ESPN 50th Annual Meeting

ESPN 2017


 
DISSEMINATED BARTONELLA HENSELAE INFECTION IN A CHILD RECEIVING MYCOPHENOLATE MOFETIL FOR IDIOPATHIC NEPHROTIC SYNDROME
Ranchin Bruno 1 Cheyssac Elodie 1 Laurent Audrey 1 Bertholet-Thomas Aurelia 1 Viremouneix Loic 2 Toumi Chadia 3 Bacchetta Justine 1

1- Pediatric Nephrology unit Hospices Civils de Lyon
2- Pediatric Radiology unit Hospices Civils de Lyon
3- Pediatric Infectiology unit Hospices Civils de Lyon
 
Introduction:

Mycophenolate mofetil (MMF) is an efficient steroid-sparing drug in steroid-dependent idiopathic nephrotic syndrome (SDNS). Infectious complications have been rarely reported in patients receiving only MMF.

 

 

Material and methods:

We report on a 7-year old girl receiving MMF for SDNS and developing disseminated Bartonella Henselae infection.

 

 

Results:

The patient was receiving MMF for one year when she presented fever.
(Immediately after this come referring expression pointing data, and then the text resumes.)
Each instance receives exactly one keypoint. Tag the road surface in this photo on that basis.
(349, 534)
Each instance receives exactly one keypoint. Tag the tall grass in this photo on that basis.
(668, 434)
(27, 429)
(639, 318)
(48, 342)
The daily dose of MMF was 920 mg/m²; it had been decreased from 1220 to 920 mg/m² 11 months before the onset of symptoms because of a MMF area under the curve of 114 mg.h/L. After 5 days of fever, clinical examination showed an isolated 15 mm-diameter pre-ear tragus lymph node. Blood formula was normal, whilst serum ALAT and gammaGT were increased (318 and 72 IU/L, respectively), serum protein C reactive subnormal (9.7 mg/L), blood EBV and CMV viral load and Bartonella Henselae serology were negative. Abdominal ultrasonography showed multiple abdominal lymph nodes (diameter, 10 to 22 mm) at liver and spleen hilums, with one liver and multiple spleen hypodense nodules. Bone marrow aspiration was normal. PCR for Bartonella Henselae was positive on surgical biopsy of the cervical lymph node performed after 13 days of fever. The child had a 5 year-old cat at home and played with kittens during the last weeks. MMF was withdrawn and prednisolone restarted at 10 mg every other day. The child received clarithromycin and amikacin for 10 days, and then clarithromycin for 4.5 months. Fever disappeared within 4 days and abdominal lymph nodes after 3 months.

 

 

Conclusions:

Disseminated Bartonella Henselae infection has been described in patients receiving a combination of immunosuppressive agents after transplantation. This case illustrates that it can also be observed in a patient receiving only MMF. Thus, direct contact between such patients and cats (especially kitten) should be avoided, and MMF exposure should be minimized if possible.